After I posted about my experience at the IET's recent Medical Devices + Data: Future-proofing Health & Care event in Cambridge, I was asked a question here on how software localisation fits into the V&V and regulatory workflow for AI (Artificial Intelligence) SaMD (Software as a Medical Device) products. I'm going to assume that we're talking primarily about linguistic and cultural localisation of software UI here, although there are other aspects which I'll touch on. My answer is fairly brief (I'll put it in italics here) but the ensuing mental tangent that follows, on how to deal with localisation when approaching regulatory submission, was interesting enough to put here.

My answer:

"I should say that software localisation was not discussed during the workshop and that Usability as a whole was not a particular focus.

However, my take is that while there appears to be a promising drift toward harmonisation between the various regulatory regimes, I feel that localisation is one of the areas where this is least likely to be fully achieved. Demonstrating usability in the face of linguistic and cultural differences is an area in which I feel it is reasonable for regulators to continue to demand individual treatment, and while standards may be harmonised release and verification cannot both be simplified without making corrective UI changes more difficult. Localisation remains an additional complication to V&V that must be handled by careful configuration control and architecural care.

While I'm primarily talking about localisation of language here, I think this applies just as much to localisation of AI training, if such a thing is necessary."

And now off into the swirling mental vortex... How do you deal with this? What can you do to reduce the burden of localisation when you develop your AI software system?

Avoid language at all costs

First, I would always suggest that effort is better directed at coming up with a language-agnostic UI rather than baking language into software. It is worth working to expunge that last text label in favour of an icon and an explanation in the manual (although note that de-novo icons will tend to fall through to usability validation in any case, carrying some risk with them, so try to use internationally-recognised symbols as far as possible).

Of course, sometimes localised software is the solution for the even worse problem of localised hardware - with the falling cost of deployment of rich software UI, software provides a relatively easy path to getting localised UI onto medical devices that might otherwise require physical configuration changes for different markets. If you can't get away with labelling your buttons with symbols, making them soft buttons at least means you only need one mechanical configuration in manufacture.

Architectural partitioning - is your UI really critical?

If your UI is too complex to be conveyed without words on the UI itself, a few options should be considered. The first is whether the UI carries the same safety classification as the underlying functionality. In medical mobile apps, for example, a key medical function will often be hidden beneath incidental, patient-visible functionality provided only to keep the patient in touch with the process, inspire confidence and provide a compelling reason to install the app and keep it up to date.

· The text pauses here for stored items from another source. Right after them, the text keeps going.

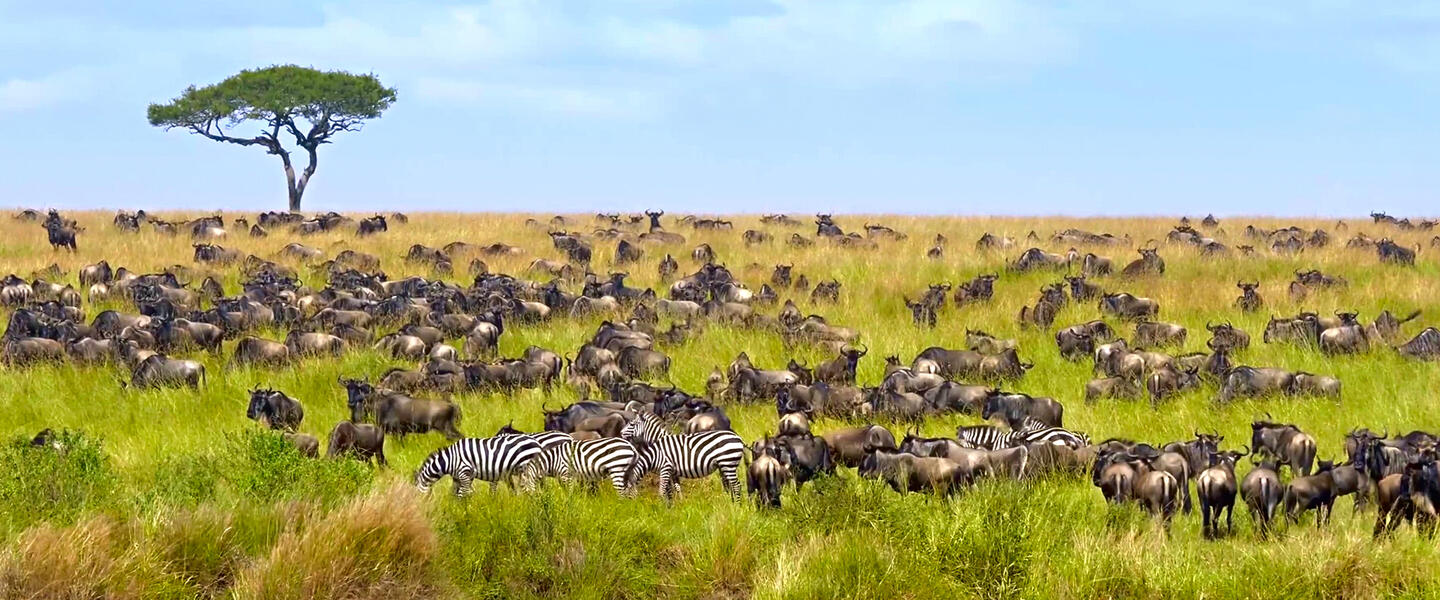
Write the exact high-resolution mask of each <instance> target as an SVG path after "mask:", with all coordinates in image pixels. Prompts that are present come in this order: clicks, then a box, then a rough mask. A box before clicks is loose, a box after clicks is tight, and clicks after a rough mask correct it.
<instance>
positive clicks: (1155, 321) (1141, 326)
mask: <svg viewBox="0 0 1440 600" xmlns="http://www.w3.org/2000/svg"><path fill="white" fill-rule="evenodd" d="M1187 335H1188V332H1187V331H1185V328H1184V327H1181V325H1175V324H1171V322H1159V321H1151V319H1148V318H1140V321H1139V322H1136V324H1135V335H1133V337H1132V338H1130V341H1132V342H1133V344H1135V345H1136V347H1142V348H1164V347H1169V345H1175V347H1181V345H1185V337H1187Z"/></svg>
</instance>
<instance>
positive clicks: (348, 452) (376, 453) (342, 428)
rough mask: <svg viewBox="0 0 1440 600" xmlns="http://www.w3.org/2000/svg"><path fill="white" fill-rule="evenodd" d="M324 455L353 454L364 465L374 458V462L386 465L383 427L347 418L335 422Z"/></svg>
mask: <svg viewBox="0 0 1440 600" xmlns="http://www.w3.org/2000/svg"><path fill="white" fill-rule="evenodd" d="M325 456H330V458H336V456H353V458H356V459H360V460H361V462H364V463H366V465H369V463H370V458H374V460H376V463H379V465H380V466H386V465H387V463H386V460H384V429H380V427H377V426H373V424H367V423H351V422H347V420H343V422H340V423H336V429H333V430H331V432H330V450H328V452H327V453H325Z"/></svg>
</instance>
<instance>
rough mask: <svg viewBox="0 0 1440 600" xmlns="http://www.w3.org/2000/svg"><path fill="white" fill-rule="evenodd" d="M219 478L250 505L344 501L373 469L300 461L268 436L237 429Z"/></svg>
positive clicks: (339, 463)
mask: <svg viewBox="0 0 1440 600" xmlns="http://www.w3.org/2000/svg"><path fill="white" fill-rule="evenodd" d="M220 465H222V469H220V473H222V476H223V478H225V479H226V481H229V483H230V486H232V488H235V491H236V492H239V494H240V495H243V496H246V498H252V499H256V501H265V502H269V501H278V499H318V501H323V502H333V501H338V499H348V498H353V496H354V495H356V494H359V492H360V491H361V489H363V488H366V486H367V485H369V483H370V479H372V478H373V473H374V472H373V469H372V468H370V466H369V465H364V463H360V462H357V460H320V459H311V458H305V456H302V455H301V453H300V450H297V449H295V446H292V445H291V443H289V442H287V440H285V439H284V437H281V436H279V435H278V433H274V432H262V430H253V429H251V430H243V432H240V433H232V435H229V436H228V442H226V445H225V446H223V450H222V455H220Z"/></svg>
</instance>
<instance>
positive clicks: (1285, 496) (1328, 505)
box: [1284, 460, 1335, 527]
mask: <svg viewBox="0 0 1440 600" xmlns="http://www.w3.org/2000/svg"><path fill="white" fill-rule="evenodd" d="M1333 466H1335V465H1333V463H1332V462H1331V460H1320V462H1319V465H1318V466H1316V469H1315V475H1309V473H1305V475H1303V476H1297V478H1295V479H1292V481H1290V485H1287V486H1286V488H1284V517H1286V519H1287V521H1290V522H1299V521H1300V515H1303V514H1305V511H1309V509H1312V508H1313V509H1315V511H1316V512H1315V527H1320V525H1325V524H1326V522H1329V519H1331V509H1332V508H1335V472H1333Z"/></svg>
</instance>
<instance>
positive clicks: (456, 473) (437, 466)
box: [415, 435, 540, 496]
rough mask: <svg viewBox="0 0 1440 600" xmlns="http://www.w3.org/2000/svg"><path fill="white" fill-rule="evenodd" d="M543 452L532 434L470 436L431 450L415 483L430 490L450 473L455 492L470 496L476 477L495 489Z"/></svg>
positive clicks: (418, 475) (419, 485) (460, 493)
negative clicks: (448, 444)
mask: <svg viewBox="0 0 1440 600" xmlns="http://www.w3.org/2000/svg"><path fill="white" fill-rule="evenodd" d="M539 453H540V445H539V443H537V442H536V440H533V439H530V436H514V435H511V436H495V437H468V439H462V440H459V442H455V443H452V445H449V446H445V447H442V449H439V450H435V452H433V453H431V456H429V458H426V459H425V462H423V463H420V468H419V471H416V472H415V486H416V488H419V489H420V492H429V491H431V486H432V485H435V482H436V481H439V479H441V478H444V476H446V475H449V476H451V479H454V481H455V495H456V496H467V495H469V492H471V483H472V482H474V481H475V479H480V481H488V482H490V489H491V491H494V489H495V485H497V483H498V482H500V479H507V481H508V479H510V478H513V476H514V475H516V473H518V472H520V469H521V468H524V466H526V463H528V462H530V460H531V459H534V458H536V456H537V455H539Z"/></svg>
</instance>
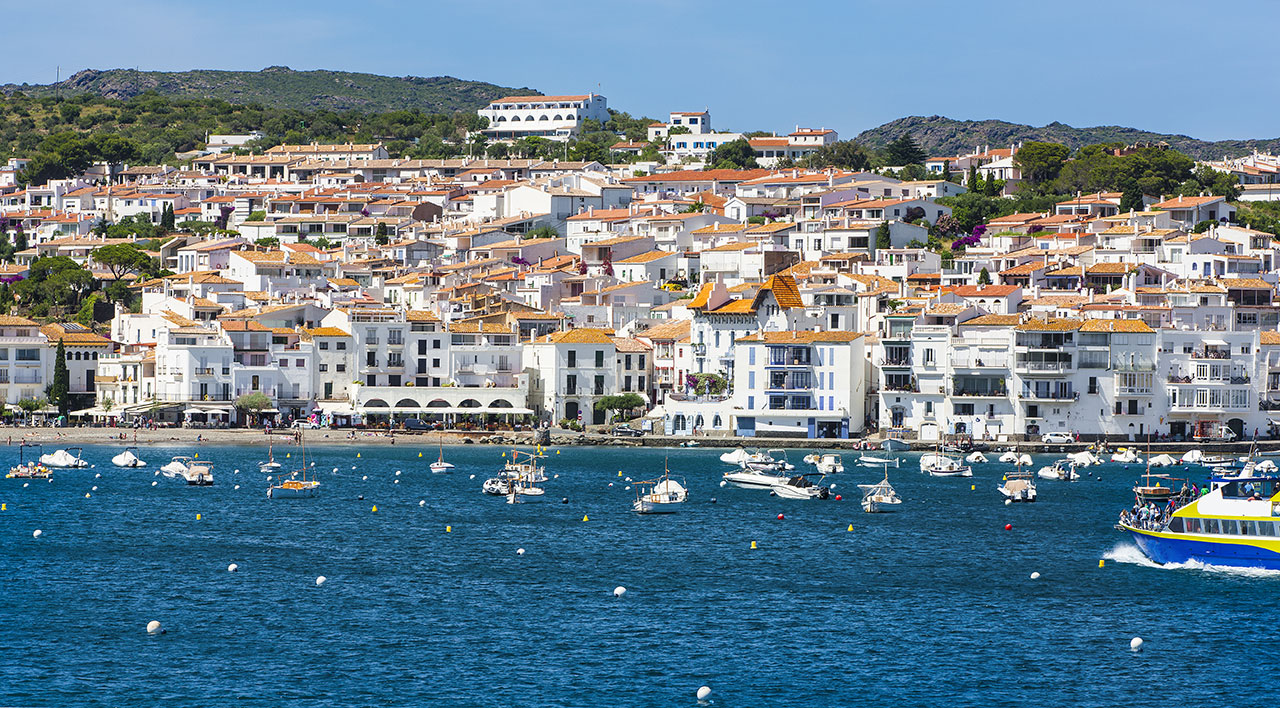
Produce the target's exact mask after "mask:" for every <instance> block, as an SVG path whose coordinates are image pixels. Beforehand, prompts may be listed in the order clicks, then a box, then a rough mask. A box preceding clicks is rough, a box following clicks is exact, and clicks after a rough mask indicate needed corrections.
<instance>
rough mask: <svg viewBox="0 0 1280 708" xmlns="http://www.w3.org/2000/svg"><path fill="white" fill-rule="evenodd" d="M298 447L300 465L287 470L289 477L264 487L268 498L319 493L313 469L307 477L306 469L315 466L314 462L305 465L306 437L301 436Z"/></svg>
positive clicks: (270, 498) (300, 495)
mask: <svg viewBox="0 0 1280 708" xmlns="http://www.w3.org/2000/svg"><path fill="white" fill-rule="evenodd" d="M298 448H300V449H298V457H300V458H301V460H302V466H301V467H300V469H297V470H293V471H292V472H289V479H285V480H284V481H280V484H273V485H271V487H269V488H268V489H266V497H268V498H269V499H308V498H311V497H315V495H316V494H319V493H320V481H319V480H316V479H315V472H314V471H311V479H307V471H310V470H311V467H314V466H315V462H312V463H311V466H308V465H307V447H306V438H302V442H300V443H298ZM268 455H270V447H268ZM271 462H273V463H274V462H275V460H274V458H273V460H271ZM264 471H266V470H264ZM280 476H283V475H276V478H275V479H276V480H279V479H280Z"/></svg>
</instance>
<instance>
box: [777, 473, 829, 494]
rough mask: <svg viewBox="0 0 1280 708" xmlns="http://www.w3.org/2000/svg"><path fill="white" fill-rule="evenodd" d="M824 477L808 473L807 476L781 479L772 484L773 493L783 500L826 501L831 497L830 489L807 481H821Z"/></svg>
mask: <svg viewBox="0 0 1280 708" xmlns="http://www.w3.org/2000/svg"><path fill="white" fill-rule="evenodd" d="M824 476H826V475H822V474H817V472H810V474H808V475H795V476H791V478H782V479H781V480H780V481H777V483H774V484H773V493H774V494H777V495H778V497H782V498H783V499H826V498H827V497H829V495H831V488H829V487H826V485H822V484H818V483H817V481H814V480H812V479H809V478H818V481H822V480H823V478H824Z"/></svg>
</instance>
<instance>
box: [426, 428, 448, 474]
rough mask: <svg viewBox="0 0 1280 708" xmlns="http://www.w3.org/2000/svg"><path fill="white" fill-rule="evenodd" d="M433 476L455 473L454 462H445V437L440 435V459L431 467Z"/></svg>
mask: <svg viewBox="0 0 1280 708" xmlns="http://www.w3.org/2000/svg"><path fill="white" fill-rule="evenodd" d="M429 467H430V469H431V474H436V475H447V474H449V472H452V471H453V462H445V461H444V435H440V458H439V460H436V461H435V462H431V463H430V465H429Z"/></svg>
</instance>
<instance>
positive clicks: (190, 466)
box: [182, 461, 214, 487]
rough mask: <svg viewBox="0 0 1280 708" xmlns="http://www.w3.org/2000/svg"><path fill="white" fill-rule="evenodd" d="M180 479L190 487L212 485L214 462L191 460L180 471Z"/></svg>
mask: <svg viewBox="0 0 1280 708" xmlns="http://www.w3.org/2000/svg"><path fill="white" fill-rule="evenodd" d="M182 479H183V480H184V481H186V483H187V484H188V485H191V487H212V484H214V463H212V462H204V461H192V462H191V463H189V465H187V469H186V470H183V471H182Z"/></svg>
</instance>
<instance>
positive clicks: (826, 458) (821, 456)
mask: <svg viewBox="0 0 1280 708" xmlns="http://www.w3.org/2000/svg"><path fill="white" fill-rule="evenodd" d="M804 461H805V462H808V463H810V465H813V466H814V469H817V470H818V471H819V472H822V474H824V475H831V474H836V472H842V471H845V461H844V460H841V458H840V456H838V455H829V453H828V455H818V453H817V452H814V453H812V455H805V456H804Z"/></svg>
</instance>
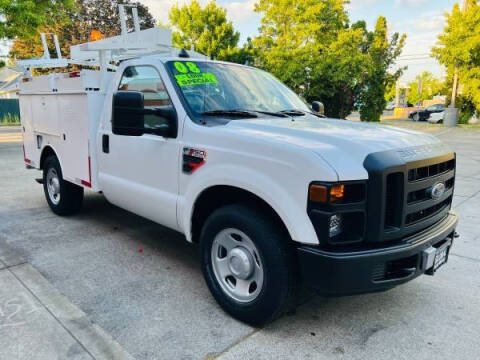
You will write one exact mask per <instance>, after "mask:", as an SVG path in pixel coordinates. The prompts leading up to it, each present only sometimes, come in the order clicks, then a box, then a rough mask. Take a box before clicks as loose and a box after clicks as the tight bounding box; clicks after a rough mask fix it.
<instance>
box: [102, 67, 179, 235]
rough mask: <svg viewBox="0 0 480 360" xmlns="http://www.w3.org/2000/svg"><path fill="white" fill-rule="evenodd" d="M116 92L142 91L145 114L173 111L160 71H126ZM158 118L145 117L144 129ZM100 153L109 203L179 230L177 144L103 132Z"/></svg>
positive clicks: (102, 171)
mask: <svg viewBox="0 0 480 360" xmlns="http://www.w3.org/2000/svg"><path fill="white" fill-rule="evenodd" d="M118 90H121V91H140V92H143V94H144V106H145V108H159V107H167V106H173V103H172V101H171V98H170V96H169V94H168V92H167V90H166V88H165V84H164V82H163V80H162V78H161V76H160V73H159V72H158V70H157V69H156V68H155V67H153V66H151V65H141V66H129V67H127V68H126V69H125V70H124V73H123V74H122V78H121V80H120V84H119V86H118ZM152 121H154V122H155V121H157V122H161V121H162V119H161V118H158V117H156V118H153V119H152V117H149V115H145V123H146V124H148V125H150V126H155V125H160V123H159V124H151V123H150V122H152ZM101 136H102V146H101V148H100V149H99V172H98V174H99V181H100V184H101V187H102V190H103V193H104V194H105V196H106V197H107V199H108V200H109V201H110V202H111V203H113V204H115V205H117V206H120V207H122V208H124V209H127V210H129V211H132V212H134V213H136V214H138V215H141V216H143V217H146V218H148V219H150V220H153V221H155V222H158V223H160V224H162V225H165V226H168V227H171V228H174V229H177V227H178V226H177V218H176V205H177V196H178V171H179V160H178V159H179V149H180V143H179V140H178V139H176V138H165V137H163V136H159V135H152V134H144V135H142V136H125V135H116V134H113V133H112V129H111V127H110V129H104V132H103V133H102V134H101Z"/></svg>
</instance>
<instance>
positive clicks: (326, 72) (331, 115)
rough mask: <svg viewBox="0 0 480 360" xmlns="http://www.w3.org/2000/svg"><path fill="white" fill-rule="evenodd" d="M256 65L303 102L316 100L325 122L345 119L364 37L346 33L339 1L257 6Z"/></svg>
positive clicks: (345, 22) (289, 2)
mask: <svg viewBox="0 0 480 360" xmlns="http://www.w3.org/2000/svg"><path fill="white" fill-rule="evenodd" d="M255 11H256V12H259V13H262V15H263V17H262V20H261V27H260V35H259V36H258V37H257V38H255V39H254V44H255V46H256V47H257V49H258V51H259V58H258V65H259V66H261V67H263V68H265V69H266V70H268V71H270V72H272V73H273V74H274V75H275V76H277V77H278V78H279V79H280V80H282V81H283V82H285V83H286V84H287V85H288V86H289V87H291V88H292V89H293V90H294V91H295V92H297V93H299V94H301V95H303V96H304V97H305V98H306V100H307V101H313V100H320V101H322V102H323V103H324V104H325V111H326V114H327V115H328V116H338V117H343V116H346V115H347V114H348V113H349V112H350V110H351V108H352V107H353V103H354V92H355V88H356V87H357V85H358V83H359V76H358V72H359V69H360V68H361V67H362V66H363V65H364V64H363V58H362V55H361V54H359V44H360V43H361V41H362V31H361V30H356V29H350V28H348V15H347V13H346V11H345V8H344V1H343V0H322V1H318V0H298V1H295V2H291V1H283V0H260V1H259V3H257V4H256V6H255Z"/></svg>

For example, lets imagine a phone app to allow day-to-day AI control of an active implant. Here's an initial architecture:

Here's the app functionality:

1. Transfer measured physiological data from the implant via Bluetooth*,

2. Filter the data,

3. Store the data remotely for viewing by a clinician*,

4. Use AI to determine ideal implant program based on data and settings from clinician,

5. Adjust implant settings via Bluetooth,*

6. Display implant status to the patient,

7. Display notification of up-coming appointments to the patient,

8. Provide easy access to generic advice on the patient's condition.

1-5 of these are probably medically critical, while 6-8 are likely not to be. Immediately, we can partition the application into two separate parts with differing levels of concern. Let's add the non-medical items in blue:

In fact, there does not need to be any link between the medical and non-medical at all within the phone itself - everything can be handled by transaction with remote services. With this separation, it should become easier to maintain the localised part of the phone software with reduced regulatory scrutiny while leaving the critical part well alone, as they can be completely divorced binaries:

In fact, a further question exists over the status of functions 1, 3 and 5, which are likely to be pure data transfer operations and so also attract a lower level of scrutiny than functions 2 and 4. Additionally, putting the AI in the cloud makes it easier to maintain centrally, and to roll out changes with no app updates required provided the implant interface has not changed (which would be difficult since it's stuck inside the patient). So we end up with this:

Nope, can't do that - I still need localised software

If none of that helps and your software still requires localisation and regulatory acceptance, my gut feel is that it is better to localise at build time and keep the variants distinct, such that changes to a single language do not muddy the water for global deployment. However, determining how V&V and submission should work is a question for a regulatory expert or something I'd approach a notified body or the FDA to discuss early on while determining the architecture.

If your regulatory representative can agree that retesting of common core functionality does not need to be repeated for linguistically-different binaries, great. If not, you may need to look at the testing burden balanced against localised UI complexity - it might be better to roll all your languages in at build time and configure at run-time, such that you only need to verify the core once but accept that making changes to a single language is going to be mean reverifying the whole thing. If anyone can provide insight on this (or sees anything wrong with anything I've written above), I'd love to hear it. Otherwise, I'll research it further at some point.